In turn, Colombo highlights several?movements that will have weight?in the configuration of the ecosystem in the future:

The convergence between banks and fintech, which is already beginning to be outlined with Mercado Pago and the banks arriving with MODO

The governments understood that both sectors are great allies to reach with their social aid

“Argentina is a distinctive market due to the relevance of Mercado Pago. Objectively, I do not see room for so many players, because it is difficult to compete with all the banks as a whole, on the one hand, and with Mercado Libre, the largest fintech in Latin America , on the other. What I do see is a very marked open banking model and more collaborative markets,” he remarks.

Likewise, the cryptocurrency market is increasingly legitimized by large players such as Visa, which will accept transactions and payments with these assets; or Tesla investing

Another trend that is emerging is the incursion of players such as Rappi or Requests Now in the financial system.
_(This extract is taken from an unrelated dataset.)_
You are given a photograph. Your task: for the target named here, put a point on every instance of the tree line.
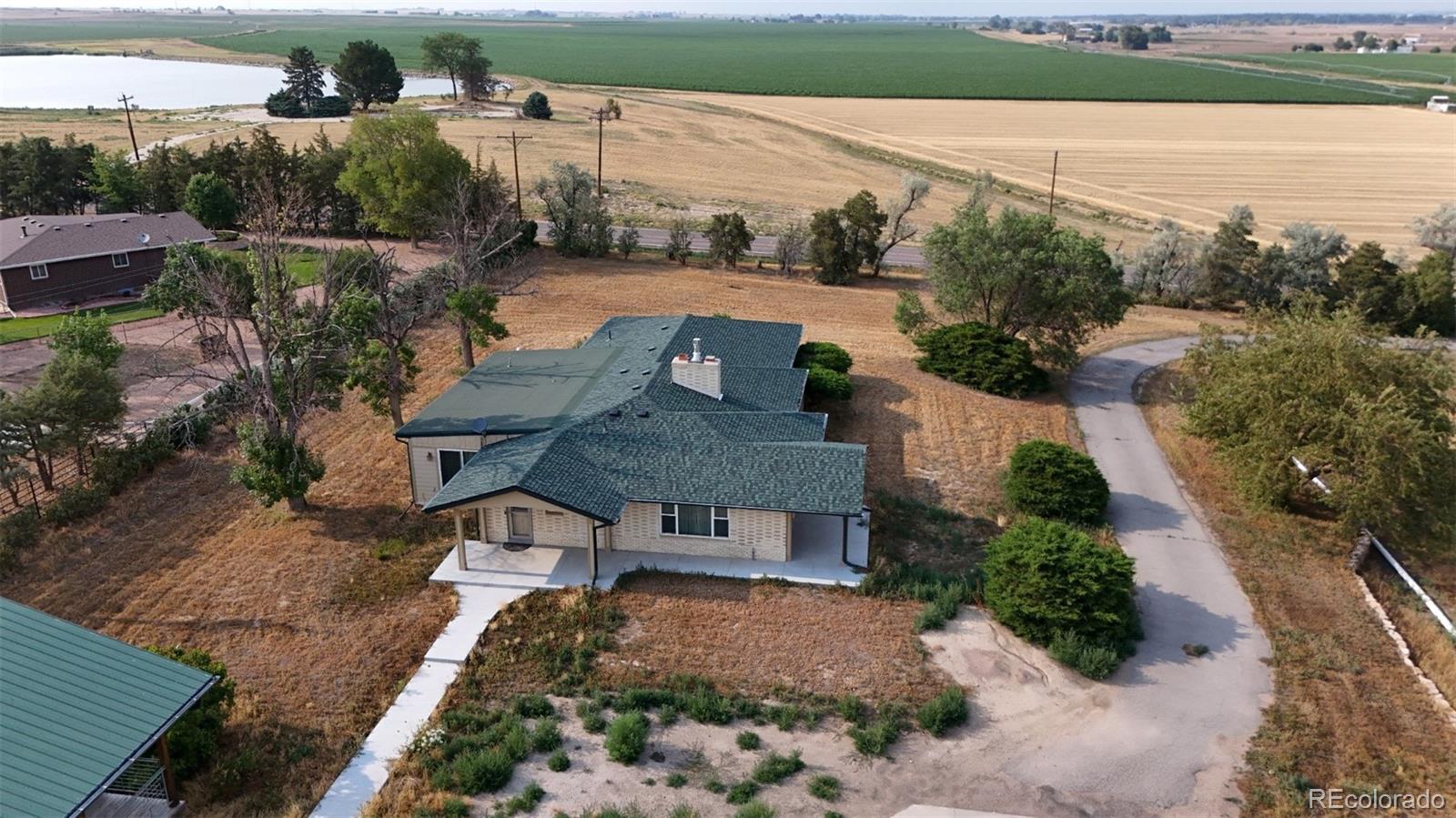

In fact, the first of them signed an agreement with Davienda for the creation of a digital bank in Colombia.

“Anyone that decides to become a bank tomorrow, for example, has more customers than any entity today. The same could happen with mobile operators that already have an extensive charging network for prepaid users. Any kiosk could be a place where that you can charge your phone and get money,” adds Peña.

He warns that the main difficulty in advancing in this direction is regulation. But if they find a way, “they have the data of the users, what they like, how they move, and the networks.”

“In Latin America there are 6,000 million cell phones and 86% are prepaid. All those phones are loaded on physical networks. Imagine everything that can happen there,” he completes.

Thus, the convergence between fintech and traditional entities results in better services, increasingly disruptive for users. The digital payment segment will continue to consolidate what has been achieved
during the pandemic and the crypto universe, increasingly legitimized, promises novelties in terms of regulation.